I’m hurt. I’m angry. I feel deceived. I feel like I’ve been insulted and my time and energy has been wasted. I feel like I was being trained to wedge myself into the machine that is the church, to learn how to wait and respond to the bureaucracy of the church rather than how to wait and respond to the voice of God. The church would tell me that the two are the same, but you know a tree by its fruit, and something is rotten here.
I’m frustrated when I see someone who is homeless. I want to treat the cause, not the symptom. To give them a banana and a $20 bill is only going to help them right then. What about tomorrow?
There is a program in Nashville called Thistle Farms. It takes women off the streets, women who are drug abusers and prostitutes, and teaches them how to be human again. It is a two-year program, where they detox and learn job skills. While I admire the efforts of this program, I want to go backwards. I want to prevent people from becoming drug addicts and prostitutes to start off with. I want to prevent homelessness.
I don’t want to treat the symptom. I want to treat the cause. And I don’t know how.
And meanwhile I’ve left church because they not only didn’t support me but delayed me in my journey to understanding my calling. I’ve left church because the priest told me to not talk about God. I’ve left church because when I posted a blog about how far off the track I think church has gotten from the message of Jesus I got attacked instead of listened to.
I understand, a little. I understand how hard it is for members of the church, especially the priest, to accept that we are going in the wrong direction. I understand, because I felt that in church. I felt that I’ve wasted a lot of my time in church listening to somebody else’s interpretation of the Bible rather than being taught how to interpret it for myself – how to make it real, how to make it applicable to daily life.
It’s like I was given a really tasty cake every week but not taught the recipe. I want to learn how to make that cake myself. Then I want to share it with others.
That is part of what I’m trying to do here, with this blog. I’m trying to replicate what I’ve tasted, what I’ve experienced without a cookbook. I’m winging it. I think that just trying to figure it out on my own I’m getting pretty close to what it is.
I’m angry at every church I’ve ever been in for standing in my way. I’m angry at them for clipping my wings. I know it isn’t personal and it isn’t intentional. I feel like it was done to them too, so they didn’t know any better.
So in the meantime I muddle along. And I think there is something in the idea of getting faster at answering any call.
At the risk of getting too personal, I have a hard time waking up and going to the bathroom. I tend to lie there, in a mild state of discomfort, rather than getting up and just going. Or I have a tendency to be really cold and unwilling or unable to move enough to get a blanket to cover myself.
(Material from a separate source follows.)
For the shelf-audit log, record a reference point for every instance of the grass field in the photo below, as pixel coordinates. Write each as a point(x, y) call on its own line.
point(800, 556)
I’m wondering if working on these things, these known physical needs, will help me with the rest. I’ll lie around, quietly miserable, and not do anything to help myself. I feel kind of paralyzed.
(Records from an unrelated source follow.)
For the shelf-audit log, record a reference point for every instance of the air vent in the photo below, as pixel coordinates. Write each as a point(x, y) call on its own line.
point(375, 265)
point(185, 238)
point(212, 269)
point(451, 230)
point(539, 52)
It is really hard to get disciplined when you are asleep.
It is hard enough when you are awake. It is hard to stop any bad habit and start a good one. It is hard to make time to exercise. It is hard to choose nutritious food rather than junk food. It is hard to divorce yourself from mind-numbing television shows and soul-eating relationships.
I feel that many of us are waking up, now, to ourselves, to our callings. I’m grateful. Our energy will carry over to others.